Don't you think that the 'sin of categorizing' just can help people in going towards right direction? I think that you'll be categorized anyway, and not because of show business rules but just because of people who have to communicate and call things w ith their names. I'll never pay attention to Z'EV's music if anyone didn't tell me about it's similarity to musique concrete a bit and Einsturzende Neubauten a bit and BMBcon a bit and that it is a very experimental type of industrial. How can you avoid categorization if categorization exists in the sense of human nature?

I have no problem with categorization --- did I say that somewhere??? in some interview or something --- if I did I no longer do --- and with regards to the two bands that you mention in this question they are a bit like me --- I'm not a bit like them -- - in that I was doing what I was doing long before they were and in fact if the Neubauten boys hadn't seen me play they probably wouldn't have used metal at all --

That was your decision to work alone. Have you ever felt that you need someone else with you? Or you'd say you are still against of collective work? Are there any particular people whom you would like to have a record or live gig with?

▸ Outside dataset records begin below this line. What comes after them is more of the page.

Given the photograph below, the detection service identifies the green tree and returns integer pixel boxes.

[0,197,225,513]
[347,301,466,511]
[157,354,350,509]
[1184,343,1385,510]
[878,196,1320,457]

actually I don't consider Z'EV performances to be working alone --- it is a quarten made up of me the instruments the acoustic possibilities of the physical space I am performing and the energy the audience brings to the performance --- the last two elem ents [space and audience] are what make every performance different and something beyond which I have control over but something that me and the instruments adapt to.

but having grown up playing drums which are an accompanying instrument I really never considered that I would be primarily a 'soloist' for the majority of my career --
but I have always been working on other projects with other people constantly and consistently through my entire career.

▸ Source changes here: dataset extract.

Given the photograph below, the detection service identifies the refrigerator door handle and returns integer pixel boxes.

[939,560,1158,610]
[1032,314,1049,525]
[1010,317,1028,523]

Naut Humon of Rhythm And Noise now Asphodel Records
Tim Wright of Pere Ubu and DNA
Rudolph Gray of Red Transistor and Blue Humans
Glenn Branca
Gylan Kain [poet actor founder of Original Last Poets]
Andrew McKenzie [Hafler Trio]
Genesis P Orridge
Genesis and Alora [as PTV2 and PTV3]
Simone Forti [movement artist]
Joan Jonas [performance artist]
DJ Dano [house musician]
Monoton / Konrad Becker [media artist]
Lydia Lunch [rock and word artist]
Ria Higler [movement artist]
Christine Svane [movement artist]
Dorothea Franck [poetess]
Haino [Japanese sound artist]
John Duncan [sound etc artist]
Maryanne Amacher [sound artist]

so that's a fairly complete list of the people I have worked with over the last 20 years and I'm sure there will be more people that I will work with in the future

In one of your interview you were talking about distinctions between music and noise. Quoting you - 'there is a connection between liking and understanding... a sound that is not understood may function as noise... when it is understood, it can functio n as music' -- I start to think about the meaning of understanding. I understand the noise produced by my mother's needle machine but it's not music for me. Do you really suggest that it is possible to "understand" your music? When I listen to your album s I cannot say I understand them. The feelings I have are of absolutely different origin, it is not understanding, but more of trying to understand...maybe it is more important to be in process of exploring than to get immediate result. What do you think about understanding and what can you suggest to people who do not understand but have other kind of relations with your music?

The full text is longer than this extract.